Korkuyla birlikte cinler yüceltilmiş, onlara sığınılmış ve inandıkları putların içine de cinlerin yerleştiğine, dualarını işittiğine ve fayda ya da zarar verebileceğine inanılmıştır. Hatta Kur’an’da da bahsedildiği gibi bazıları cinleri o kadar yüceltmişlerdi ki Tanrı gibi görüp onlara tapanlar olmuştur. Bazıları cinleri Allah’ın kızları olarak görmüş, bazıları da melekleri Allah’ın kızları, meleklerin annelerinin ise cinlerin güzel kızlarından olduğunu iddia etmişlerdir. Dönemin Araplarından bir kısmı ise cinlerin yaratıcı özelliği olduğuna, hayır ve şer yaratabileceklerine inanmıştır.
Antik dönemde Anadolu’da yaşamış olan uygarlıklarda ve İslam öncesi Araplar arasında yaygın olan cinlerle ilgili uygulamalardan bazıları günümüzde de halk arasında devam etmektedir. Ancak bu uygulamalar cinleri yüceltecek şekilde değil, genellikle zararlarından korunma düşüncesiyledir.

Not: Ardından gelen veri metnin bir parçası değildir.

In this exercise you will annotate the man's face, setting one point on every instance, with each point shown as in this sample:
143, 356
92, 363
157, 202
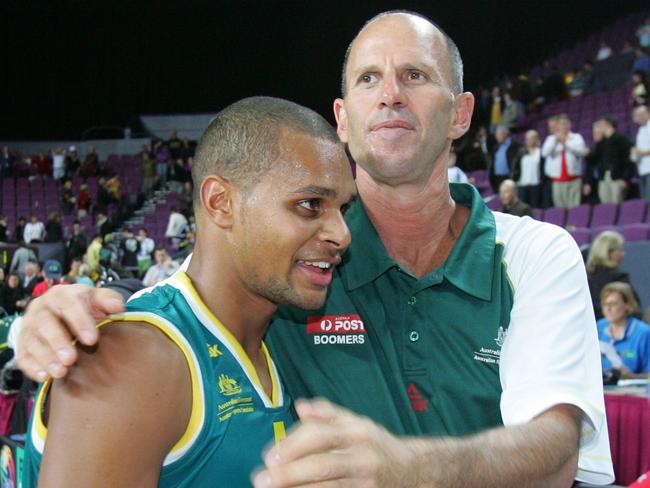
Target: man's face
289, 230
398, 107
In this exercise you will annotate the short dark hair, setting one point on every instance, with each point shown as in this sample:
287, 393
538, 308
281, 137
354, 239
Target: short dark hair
453, 54
243, 140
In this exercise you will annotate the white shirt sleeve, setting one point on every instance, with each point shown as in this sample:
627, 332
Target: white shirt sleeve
551, 355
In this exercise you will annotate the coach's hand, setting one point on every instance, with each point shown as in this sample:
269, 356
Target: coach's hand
334, 447
65, 312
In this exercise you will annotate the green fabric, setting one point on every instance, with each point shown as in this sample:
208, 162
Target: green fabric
427, 361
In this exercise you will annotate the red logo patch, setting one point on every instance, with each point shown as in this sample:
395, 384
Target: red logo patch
335, 324
418, 404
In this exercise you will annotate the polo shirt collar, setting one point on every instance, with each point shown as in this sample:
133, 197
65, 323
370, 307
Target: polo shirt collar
470, 264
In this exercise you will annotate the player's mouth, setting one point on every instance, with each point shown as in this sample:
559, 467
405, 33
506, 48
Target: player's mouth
318, 272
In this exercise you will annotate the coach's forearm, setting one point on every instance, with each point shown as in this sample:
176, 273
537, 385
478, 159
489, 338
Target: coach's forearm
542, 453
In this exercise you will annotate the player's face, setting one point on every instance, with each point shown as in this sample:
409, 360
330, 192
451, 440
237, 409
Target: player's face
397, 112
290, 232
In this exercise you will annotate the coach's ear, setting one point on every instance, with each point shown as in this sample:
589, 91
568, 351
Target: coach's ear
216, 195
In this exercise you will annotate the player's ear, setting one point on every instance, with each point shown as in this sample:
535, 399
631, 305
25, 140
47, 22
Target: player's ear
216, 194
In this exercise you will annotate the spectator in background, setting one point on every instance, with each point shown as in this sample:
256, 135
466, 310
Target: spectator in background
605, 256
639, 91
187, 197
629, 336
176, 225
72, 163
641, 61
510, 201
148, 172
513, 111
19, 230
496, 109
609, 163
43, 165
563, 151
53, 229
92, 254
7, 162
188, 150
21, 257
177, 176
129, 249
641, 150
34, 230
145, 254
67, 198
58, 163
454, 173
163, 269
162, 156
175, 145
83, 278
11, 293
114, 188
77, 243
643, 34
577, 84
530, 164
31, 279
604, 51
504, 156
3, 228
90, 166
51, 277
84, 201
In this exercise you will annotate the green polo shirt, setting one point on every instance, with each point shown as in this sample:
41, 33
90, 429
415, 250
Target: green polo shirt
419, 356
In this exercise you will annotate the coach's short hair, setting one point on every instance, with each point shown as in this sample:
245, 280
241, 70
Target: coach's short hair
242, 142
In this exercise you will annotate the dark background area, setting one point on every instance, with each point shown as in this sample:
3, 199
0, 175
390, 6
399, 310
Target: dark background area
71, 65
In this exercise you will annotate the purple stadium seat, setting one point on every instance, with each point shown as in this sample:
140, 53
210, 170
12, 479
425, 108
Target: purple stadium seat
632, 212
636, 232
494, 204
595, 231
604, 214
579, 216
555, 215
581, 236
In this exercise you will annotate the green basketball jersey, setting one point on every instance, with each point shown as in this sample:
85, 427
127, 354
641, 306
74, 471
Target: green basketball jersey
232, 418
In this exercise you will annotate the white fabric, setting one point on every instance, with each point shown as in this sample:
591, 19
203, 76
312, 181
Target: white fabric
175, 225
34, 232
530, 168
552, 150
643, 144
456, 175
551, 354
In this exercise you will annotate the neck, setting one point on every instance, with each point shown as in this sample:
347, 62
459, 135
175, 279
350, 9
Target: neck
418, 223
243, 313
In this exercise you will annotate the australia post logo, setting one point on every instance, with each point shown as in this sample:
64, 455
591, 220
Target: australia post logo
336, 329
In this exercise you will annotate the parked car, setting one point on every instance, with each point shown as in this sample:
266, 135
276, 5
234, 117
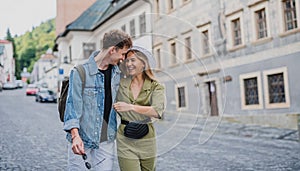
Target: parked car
45, 95
9, 86
31, 89
19, 83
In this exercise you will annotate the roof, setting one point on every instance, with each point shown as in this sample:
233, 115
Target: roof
88, 19
96, 15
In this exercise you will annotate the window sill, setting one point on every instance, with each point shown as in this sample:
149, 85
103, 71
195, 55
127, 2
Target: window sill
206, 55
189, 60
174, 65
184, 3
262, 41
235, 48
277, 105
252, 107
289, 32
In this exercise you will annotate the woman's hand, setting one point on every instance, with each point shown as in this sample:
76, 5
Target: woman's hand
122, 107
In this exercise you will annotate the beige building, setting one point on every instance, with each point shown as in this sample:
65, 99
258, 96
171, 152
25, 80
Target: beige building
68, 10
7, 62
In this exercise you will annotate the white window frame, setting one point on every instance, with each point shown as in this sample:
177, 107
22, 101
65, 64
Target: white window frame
281, 20
185, 96
201, 29
186, 35
132, 28
171, 54
286, 88
169, 5
157, 8
259, 89
254, 8
229, 18
159, 68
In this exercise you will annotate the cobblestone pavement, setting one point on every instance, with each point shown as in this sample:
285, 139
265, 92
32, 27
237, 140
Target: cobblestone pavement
31, 138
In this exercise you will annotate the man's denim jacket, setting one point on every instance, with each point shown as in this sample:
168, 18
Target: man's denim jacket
85, 111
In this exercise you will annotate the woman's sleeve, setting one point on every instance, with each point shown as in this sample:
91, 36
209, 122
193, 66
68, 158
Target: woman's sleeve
158, 99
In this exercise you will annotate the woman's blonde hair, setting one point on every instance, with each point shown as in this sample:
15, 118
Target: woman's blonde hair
141, 56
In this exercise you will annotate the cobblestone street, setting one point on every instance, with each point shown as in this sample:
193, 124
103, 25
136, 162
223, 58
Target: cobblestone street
32, 138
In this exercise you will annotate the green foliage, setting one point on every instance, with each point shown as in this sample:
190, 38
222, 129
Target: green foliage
32, 45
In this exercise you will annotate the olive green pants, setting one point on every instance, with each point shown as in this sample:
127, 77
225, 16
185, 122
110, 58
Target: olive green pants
147, 164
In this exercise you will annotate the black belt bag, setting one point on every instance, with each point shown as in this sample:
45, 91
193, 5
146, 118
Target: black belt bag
135, 130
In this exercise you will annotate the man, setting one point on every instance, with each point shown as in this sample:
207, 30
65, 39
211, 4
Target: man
90, 121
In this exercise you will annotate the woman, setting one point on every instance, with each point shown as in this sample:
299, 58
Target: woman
140, 99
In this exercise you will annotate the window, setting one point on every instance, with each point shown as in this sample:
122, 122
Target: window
251, 91
88, 49
142, 18
290, 17
261, 24
276, 88
173, 53
205, 42
204, 30
157, 8
132, 28
236, 31
188, 47
70, 53
171, 5
123, 28
158, 58
181, 97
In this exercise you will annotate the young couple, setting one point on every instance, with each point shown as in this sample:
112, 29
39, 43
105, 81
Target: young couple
90, 115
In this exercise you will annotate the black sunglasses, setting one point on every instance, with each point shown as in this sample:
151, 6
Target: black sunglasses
87, 164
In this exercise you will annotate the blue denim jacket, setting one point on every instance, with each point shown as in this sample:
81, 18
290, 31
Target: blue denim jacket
85, 111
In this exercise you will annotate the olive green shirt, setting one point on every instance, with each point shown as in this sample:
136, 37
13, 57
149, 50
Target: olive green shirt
151, 94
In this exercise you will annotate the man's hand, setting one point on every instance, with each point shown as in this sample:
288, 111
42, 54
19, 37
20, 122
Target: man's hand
77, 144
123, 107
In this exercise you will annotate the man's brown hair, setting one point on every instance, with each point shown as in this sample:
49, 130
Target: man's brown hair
116, 38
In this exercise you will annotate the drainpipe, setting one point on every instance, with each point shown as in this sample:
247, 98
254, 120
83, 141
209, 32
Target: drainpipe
152, 23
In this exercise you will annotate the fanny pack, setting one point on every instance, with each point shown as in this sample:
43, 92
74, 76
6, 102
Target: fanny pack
135, 130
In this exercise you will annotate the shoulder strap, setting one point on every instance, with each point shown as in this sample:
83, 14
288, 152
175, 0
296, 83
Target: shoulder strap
81, 72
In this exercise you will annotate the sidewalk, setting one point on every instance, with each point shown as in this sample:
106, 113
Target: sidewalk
219, 125
247, 130
258, 131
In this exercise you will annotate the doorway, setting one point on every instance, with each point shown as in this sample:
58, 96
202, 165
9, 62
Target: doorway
212, 91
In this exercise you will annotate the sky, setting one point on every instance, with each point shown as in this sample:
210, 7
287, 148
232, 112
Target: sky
21, 15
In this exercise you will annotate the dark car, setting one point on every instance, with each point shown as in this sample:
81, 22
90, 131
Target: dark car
9, 86
31, 89
45, 95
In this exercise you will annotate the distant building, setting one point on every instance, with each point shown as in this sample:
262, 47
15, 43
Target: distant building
67, 11
219, 57
45, 71
215, 57
84, 35
7, 62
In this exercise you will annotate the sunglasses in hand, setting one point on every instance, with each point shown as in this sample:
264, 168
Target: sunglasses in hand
87, 164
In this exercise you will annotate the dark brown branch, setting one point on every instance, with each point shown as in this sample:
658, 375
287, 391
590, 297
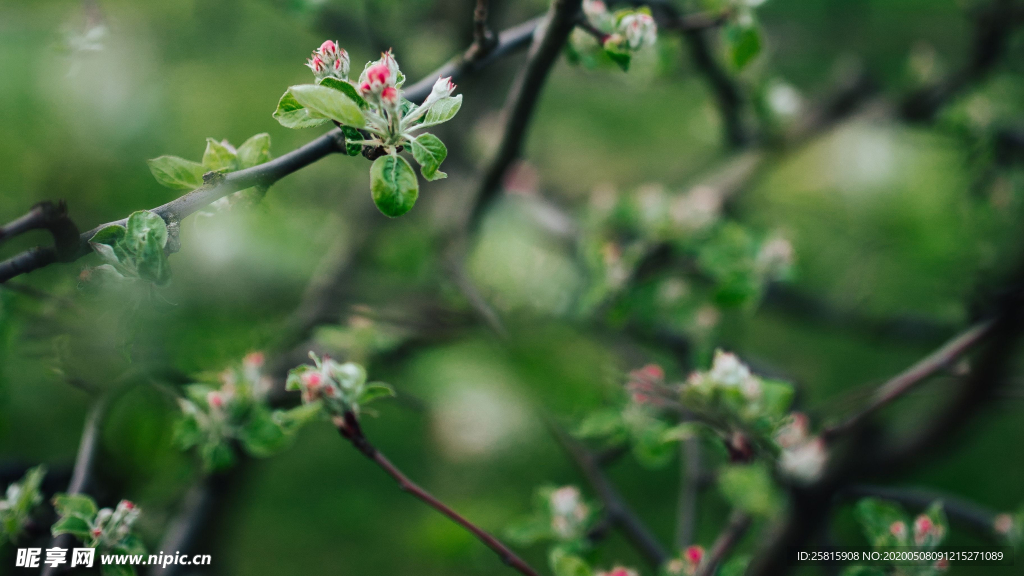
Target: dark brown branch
266, 174
522, 100
738, 524
904, 381
992, 27
979, 518
81, 478
617, 510
349, 428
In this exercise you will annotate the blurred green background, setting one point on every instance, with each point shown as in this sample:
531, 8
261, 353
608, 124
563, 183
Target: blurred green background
887, 220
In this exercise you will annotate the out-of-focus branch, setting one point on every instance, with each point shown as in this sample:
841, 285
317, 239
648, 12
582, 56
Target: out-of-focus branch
349, 428
522, 100
619, 512
979, 518
739, 523
691, 481
85, 460
993, 25
904, 381
266, 174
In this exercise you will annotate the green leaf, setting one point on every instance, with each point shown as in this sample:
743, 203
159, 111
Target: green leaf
563, 564
74, 525
143, 224
255, 151
152, 262
743, 44
345, 88
375, 391
877, 518
429, 152
176, 172
77, 504
442, 111
393, 184
528, 531
217, 456
351, 134
261, 436
218, 157
110, 235
329, 103
291, 114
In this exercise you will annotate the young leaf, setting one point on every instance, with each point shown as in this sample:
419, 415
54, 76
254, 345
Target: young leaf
152, 262
142, 224
176, 172
74, 525
345, 88
329, 103
393, 184
291, 114
429, 151
442, 111
75, 504
218, 157
255, 151
743, 44
375, 391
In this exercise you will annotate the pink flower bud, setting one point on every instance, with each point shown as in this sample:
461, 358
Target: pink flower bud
254, 360
329, 49
390, 96
215, 400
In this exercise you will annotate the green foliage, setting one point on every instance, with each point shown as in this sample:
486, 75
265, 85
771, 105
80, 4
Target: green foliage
108, 530
339, 387
19, 500
886, 524
393, 184
136, 252
216, 419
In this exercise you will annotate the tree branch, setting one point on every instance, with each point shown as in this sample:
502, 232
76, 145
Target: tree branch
739, 523
266, 174
349, 428
522, 100
617, 510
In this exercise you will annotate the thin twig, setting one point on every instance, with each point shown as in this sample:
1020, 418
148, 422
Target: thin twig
738, 524
349, 428
977, 517
522, 100
904, 381
619, 511
81, 478
265, 174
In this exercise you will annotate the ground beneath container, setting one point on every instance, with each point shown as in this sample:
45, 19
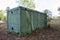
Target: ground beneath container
40, 34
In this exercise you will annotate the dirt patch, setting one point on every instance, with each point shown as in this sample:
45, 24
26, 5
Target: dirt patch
40, 34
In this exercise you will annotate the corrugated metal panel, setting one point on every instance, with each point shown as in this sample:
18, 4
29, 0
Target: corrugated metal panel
24, 20
14, 21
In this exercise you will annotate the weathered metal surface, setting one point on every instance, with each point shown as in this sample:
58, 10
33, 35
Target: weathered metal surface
23, 20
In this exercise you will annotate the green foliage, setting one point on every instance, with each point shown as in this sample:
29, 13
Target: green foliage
2, 16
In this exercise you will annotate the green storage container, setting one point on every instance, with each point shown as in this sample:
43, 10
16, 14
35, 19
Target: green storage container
24, 21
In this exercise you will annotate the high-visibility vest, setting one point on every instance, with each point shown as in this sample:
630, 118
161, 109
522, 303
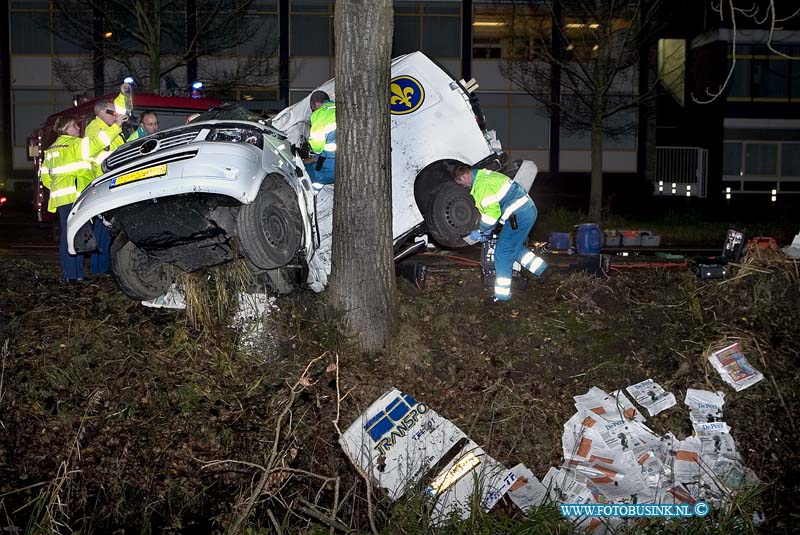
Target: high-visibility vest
322, 136
136, 134
496, 196
95, 126
67, 164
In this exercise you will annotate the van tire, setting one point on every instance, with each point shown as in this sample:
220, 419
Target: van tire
138, 275
270, 228
451, 215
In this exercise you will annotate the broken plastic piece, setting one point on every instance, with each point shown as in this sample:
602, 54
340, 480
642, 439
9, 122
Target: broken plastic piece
651, 396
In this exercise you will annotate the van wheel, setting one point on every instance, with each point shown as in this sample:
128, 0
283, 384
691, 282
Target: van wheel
139, 276
451, 215
270, 228
280, 281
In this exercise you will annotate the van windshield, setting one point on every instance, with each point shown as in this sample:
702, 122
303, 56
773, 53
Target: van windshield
229, 111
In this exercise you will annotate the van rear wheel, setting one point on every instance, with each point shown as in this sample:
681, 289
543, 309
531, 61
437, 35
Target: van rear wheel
451, 215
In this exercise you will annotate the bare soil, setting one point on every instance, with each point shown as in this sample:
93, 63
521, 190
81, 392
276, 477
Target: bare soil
117, 417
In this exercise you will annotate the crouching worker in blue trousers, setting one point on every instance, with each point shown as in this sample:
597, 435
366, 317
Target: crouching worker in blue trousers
501, 200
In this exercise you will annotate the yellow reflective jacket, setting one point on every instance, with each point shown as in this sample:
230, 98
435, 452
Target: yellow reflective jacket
95, 126
67, 167
322, 136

Sonuç olarak, Arap mitolojisinde cinler önemli bir yer tutmakta, Araplar arasında geniş bir inanç sistemi oluşturmuş ve bu inanç sistemi İslam’dan sonra da etkisini devam ettirmiştir. Cinlerle ilgili çeşitli inançlar, uygulamalar ve hikayeler Arap kültüründe önemli bir yer edinmiştir.